ModeMonitor

Monitor that records amplitudes from modal decomposition of fields on plane.

Name

name: Unique name for monitor.

Required field

Size and Position

Specification of the monitor size and position.

Center + size

Object definition through a center position and size.

center: Center of the object in x, y, and z-directions.

Type: floating-point number

• Unit: m, μm (default), or nm
• Default: (0, 0, 0)

size: Size of the object in x, y, and z-directions.

Use Infinity to define a geometry extending to infinity in both directions along an axis.

Type: floating-point number

• Unit: m, μm (default), or nm
• Constraint: greater than or equal to 0
• Required field

Bounds

Object definition through minimum and maximum coordinate bounds.

min: Values of the x, y, and z coordinates defining the object lower corner.

Type: floating-point number

• Unit: m, μm (default), or nm
• Required field

max: Values of the x, y, and z coordinates defining the object upper corner.

Type: floating-point number

• Unit: m, μm (default), or nm
• Required field

Frequencies

Definition of the monitor wavelengths/frequencies.

Options:

• Wavelengths: Specify monitor wavelengths in units of m, μm (default), or nm.
• Frequencies: Specify monitor frequencies in units of Hz (default) or THz.

Default: Wavelengths

Enter wavelength/frequency range

Create an evenly spaced list of wavelength/frequency points between a minimum and a maximum value.

min: Minimum wavelength/frequency value.

• Required field Default: None

max: Maximum wavelength/frequency value.

• Required field Default: None

number of points: Number of wavelength/frequency points.

• Required field Default: None

Custom wavelength/frequency list

Create a custom list of wavelength/frequency points.

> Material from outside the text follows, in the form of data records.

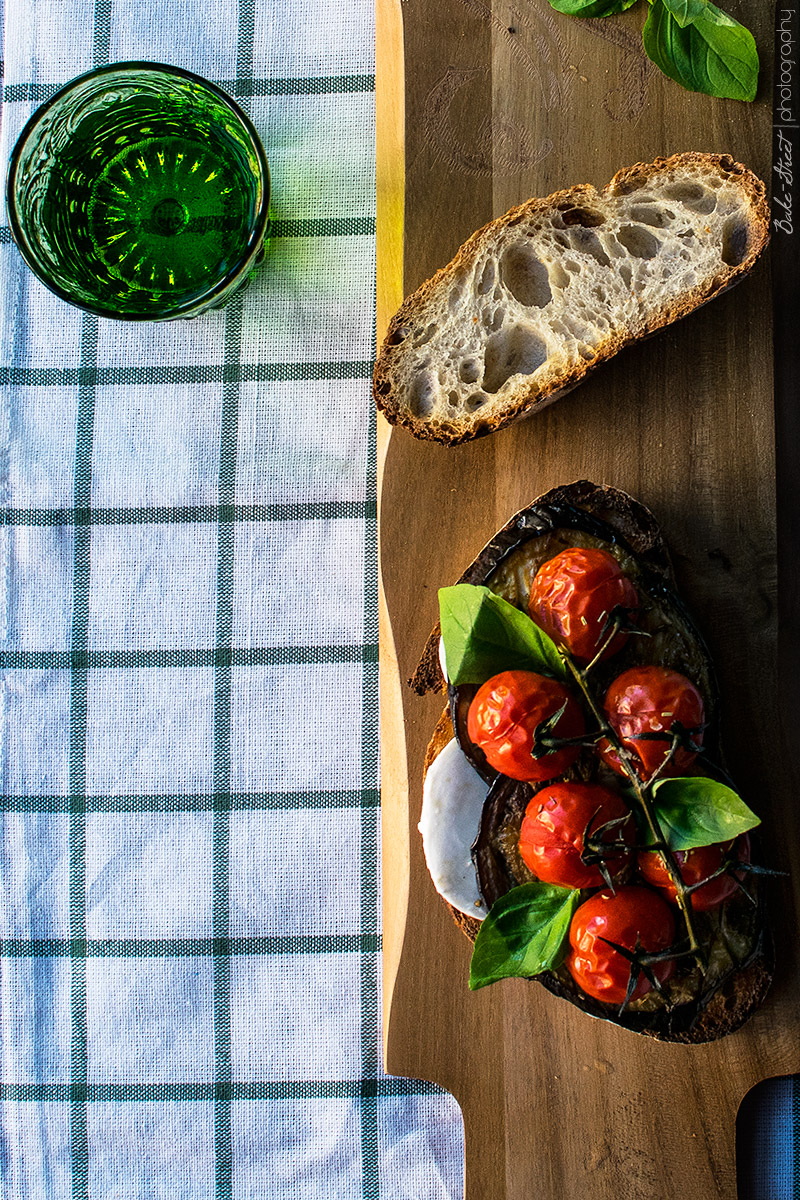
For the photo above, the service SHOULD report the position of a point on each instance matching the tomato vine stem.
(643, 792)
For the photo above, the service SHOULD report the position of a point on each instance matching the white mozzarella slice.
(452, 799)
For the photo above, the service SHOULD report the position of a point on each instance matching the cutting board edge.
(390, 189)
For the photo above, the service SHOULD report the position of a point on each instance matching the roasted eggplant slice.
(717, 987)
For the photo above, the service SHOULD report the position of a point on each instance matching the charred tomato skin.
(651, 700)
(572, 597)
(632, 917)
(552, 835)
(505, 714)
(695, 867)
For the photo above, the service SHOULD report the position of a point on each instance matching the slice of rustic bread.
(541, 295)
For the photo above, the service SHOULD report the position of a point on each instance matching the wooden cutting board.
(503, 101)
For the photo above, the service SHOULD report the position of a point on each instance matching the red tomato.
(631, 917)
(572, 597)
(503, 720)
(552, 835)
(651, 700)
(696, 865)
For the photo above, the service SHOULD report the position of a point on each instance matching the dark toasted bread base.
(740, 993)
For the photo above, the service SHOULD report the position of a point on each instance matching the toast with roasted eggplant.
(577, 816)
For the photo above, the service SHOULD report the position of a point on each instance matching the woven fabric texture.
(190, 903)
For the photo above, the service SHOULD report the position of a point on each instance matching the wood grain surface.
(482, 103)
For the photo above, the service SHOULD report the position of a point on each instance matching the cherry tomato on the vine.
(573, 595)
(654, 700)
(505, 714)
(632, 917)
(695, 867)
(552, 835)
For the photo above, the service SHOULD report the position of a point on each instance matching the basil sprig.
(698, 811)
(692, 41)
(485, 635)
(524, 934)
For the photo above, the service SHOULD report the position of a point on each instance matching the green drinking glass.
(139, 192)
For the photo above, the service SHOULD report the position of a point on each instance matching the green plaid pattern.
(190, 924)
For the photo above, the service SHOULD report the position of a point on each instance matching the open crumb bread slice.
(537, 298)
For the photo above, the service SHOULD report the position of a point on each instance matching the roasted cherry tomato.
(654, 700)
(552, 835)
(696, 865)
(573, 595)
(631, 917)
(505, 714)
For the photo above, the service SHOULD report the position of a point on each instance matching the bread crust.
(529, 391)
(737, 997)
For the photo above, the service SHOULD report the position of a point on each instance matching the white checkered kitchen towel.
(190, 883)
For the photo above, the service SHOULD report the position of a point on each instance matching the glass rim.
(258, 231)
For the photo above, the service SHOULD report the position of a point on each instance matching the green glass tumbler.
(139, 192)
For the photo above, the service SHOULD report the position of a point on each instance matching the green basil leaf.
(714, 54)
(591, 7)
(699, 811)
(686, 12)
(524, 934)
(483, 635)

Click the Edit list button to include, edit, or exclude wavelength/frequency values from the list.

Downsampling

interval_space: Number of grid step intervals between monitor recordings.

• If equal to 1, there will be no downsampling.
• If greater than 1, fields will be downsampled and automatically colocated.

Type: integer

• Unit: unitless
• Constraint: greater than 0
• Default: (1, 1, 1)

Mode Specification

mode_spec: Parameters to feed to mode solver which determine modes measured by monitor.

See: ModeSpec

Colocate Fields

colocate: Toggle whether fields should be colocated to grid cell boundaries (i.e. primal grid nodes).

Options:

• False: Fields will NOT be colocated to grid cell boundaries.
• True: Fields will be colocated to grid cell boundaries.

Default: True

Apodization

Sets parameters of (optional) apodization. Apodization applies a windowing function to the Fourier transform of the time-domain fields into frequency-domain ones, and can be used to truncate the beginning and/or end of the time signal, for example to eliminate the source pulse when studying the eigenmodes of a system.

Note: apodization affects the normalization of the frequency-domain fields.

start: Defines the time at which the start apodization ends.

Type: floating-point number

• Unit: s (default), ps, or fs
• Constraint: greater than or equal to 0

Default: None

end: Defines the time at which the end apodization begins.

Type: floating-point number

• Unit: s (default), ps, or fs
• Constraint: greater than or equal to 0

Default: None

width: Characteristic decay length of the apodization function.

Type: floating-point number

• Unit: s (default), ps, or fs
• Constraint: greater than or equal to 0

Default: None

Store Fields

store_fields_direction: When Store Fields = True, the mode field datasets are available in the simulation results. The mode propagation direction is selected using the Direction toggle.

Options:

• None (default): It means that Store Fields is unchecked and the mode fields datasets will NOT be available in simulation results.
• +: It means that Store Fields is checked and the mode fields datasets will be available in simulation results. The ModeSolver will calculate the + (Forward) propagating modes.
• -: It means that Store Fields is checked and the mode fields datasets will be available in simulation results. The ModeSolver will calculate the + (Backward) propagating modes.